To control HIV-1 viral load, reduce drug resistance, and maintain optimal immune function, albuvirtide (ABT) combined with antiretroviral therapy (ART) is used in designated AIDS hospitals in China. However, the standard weekly 320-mg ABT injection regimen poses adherence-related challenges. This study aimed to evaluate the safety and efficacy of an optimized ABT regimen in HIV-1-infected patients.

Methods

Twenty HIV-1-infected patients received ABT 320 mg intravenously for three consecutive days every four weeks, alongside their baseline ART regimens. Peripheral blood samples were collected to measure alanine aminotransferase (ALT), aspartate aminotransferase (AST), triglyceride (TAG), cholesterol, CD4⁺ T-cell counts, and HIV-RNA levels, and ABT concentrations (pre-dose and 2 hours after dose).

Results

All patients maintained high adherence and reported reduced psychological burden. No drug-related adverse events (e.g., injection-site reactions, hepatotoxicity, nephrotoxicity) were observed. Laboratory parameters remained stable, with no significant changes from baseline (P > 0.05). Pharmacokinetic analysis demonstrated sustained therapeutic exposure, with mean trough concentrations of 4.71 mg/L, 3.83 mg/L, and 4.53 mg/L at Weeks 4, 8, and 12, respectively exceeding 50× the IC₉₀. The mean viral load decreased from 1.65 log₁₀ copies/mL at baseline to 0.59 log₁₀ copies/mL at Week 12 (mean reduction: 1.06 log₁₀ copies/mL; P = 0.0007). Among patients with baseline HIV-RNA > 20 copies/mL, the viral load decreased from 2.55 to 1.43 log₁₀ copies/mL. Although both CD4⁺ and CD8⁺ T-cell counts increased, the changes were not statistically significant.

Conclusion

The innovative ABT regimen, administered every four weeks, demonstrated effective viral suppression and a favorable safety and tolerability profile. Sustained plasma drug concentrations above the PA-IC₉₀ support its potential as a promising long-acting antiretroviral agent with improved patient adherence and applicability for managing HIV-1. These findings suggest that this approach may offer a promising therapeutic option for treatment-refractory HIV-1 populations.

Albuvirtide

Safety

Viral Suppression

HIV-1-infected patients

Antiretroviral therapy (ART) remains one of the most effective approaches for controlling the HIV epidemic. It not only extends the lifespan and improves the life quality of people living with HIV (PLHIV) but also reduces HIV transmission. However, with prolonged treatment duration, individuals may experience treatment interruption (discontinuation) or suboptimal adherence, which not only substantially compromises the effectiveness of ART but may also accelerate the emergence and transmission of drug-resistant strains.^{[1, 2]} Against the backdrop of ongoing ART scale-up efforts globally, investigating the impact of treatment interruption and suboptimal adherence on HIV transmission and the spread of drug-resistant strains in China is essential to provide a scientific basis for formulating national HIV control strategies.

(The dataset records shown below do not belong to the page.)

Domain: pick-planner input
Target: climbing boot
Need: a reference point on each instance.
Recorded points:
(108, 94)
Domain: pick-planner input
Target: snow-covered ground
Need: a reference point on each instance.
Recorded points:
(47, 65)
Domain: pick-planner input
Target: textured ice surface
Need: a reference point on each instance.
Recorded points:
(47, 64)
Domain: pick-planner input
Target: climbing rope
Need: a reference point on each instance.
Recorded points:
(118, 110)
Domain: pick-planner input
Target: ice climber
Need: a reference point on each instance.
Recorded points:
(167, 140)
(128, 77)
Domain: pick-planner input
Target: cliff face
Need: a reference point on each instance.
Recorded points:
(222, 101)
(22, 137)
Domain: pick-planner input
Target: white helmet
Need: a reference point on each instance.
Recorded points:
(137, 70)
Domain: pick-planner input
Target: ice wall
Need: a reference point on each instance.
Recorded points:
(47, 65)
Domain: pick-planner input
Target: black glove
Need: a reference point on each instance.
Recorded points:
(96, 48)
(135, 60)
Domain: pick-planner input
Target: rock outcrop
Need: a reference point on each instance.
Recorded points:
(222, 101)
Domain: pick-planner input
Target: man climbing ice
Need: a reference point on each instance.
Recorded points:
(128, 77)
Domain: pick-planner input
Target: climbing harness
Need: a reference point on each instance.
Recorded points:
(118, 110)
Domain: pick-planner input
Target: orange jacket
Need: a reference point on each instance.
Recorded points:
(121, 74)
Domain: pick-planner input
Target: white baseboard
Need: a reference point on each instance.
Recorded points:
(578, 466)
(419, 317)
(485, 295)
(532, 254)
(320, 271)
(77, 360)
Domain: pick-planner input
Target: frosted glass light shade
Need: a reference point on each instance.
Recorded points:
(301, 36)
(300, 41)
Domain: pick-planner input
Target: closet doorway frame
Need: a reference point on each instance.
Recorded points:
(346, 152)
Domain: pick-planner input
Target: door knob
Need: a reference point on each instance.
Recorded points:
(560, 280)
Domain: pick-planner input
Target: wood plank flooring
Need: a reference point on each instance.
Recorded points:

Long-acting antiretroviral regimens (LA-ARV regimens), such as albuvirtide (ABT), cabotegravir combined with rilpivirine (CAB + RPV), lenacapavir (LEN), and monoclonal antibodies, are increasingly being used in clinical practice.^[3–6] ABT, China’s first independently developed long-acting fusion inhibitor, inhibits HIV replication by binding to the viral transmembrane glycoprotein gp41, thereby blocking membrane fusion between the virus and host cells.^[7]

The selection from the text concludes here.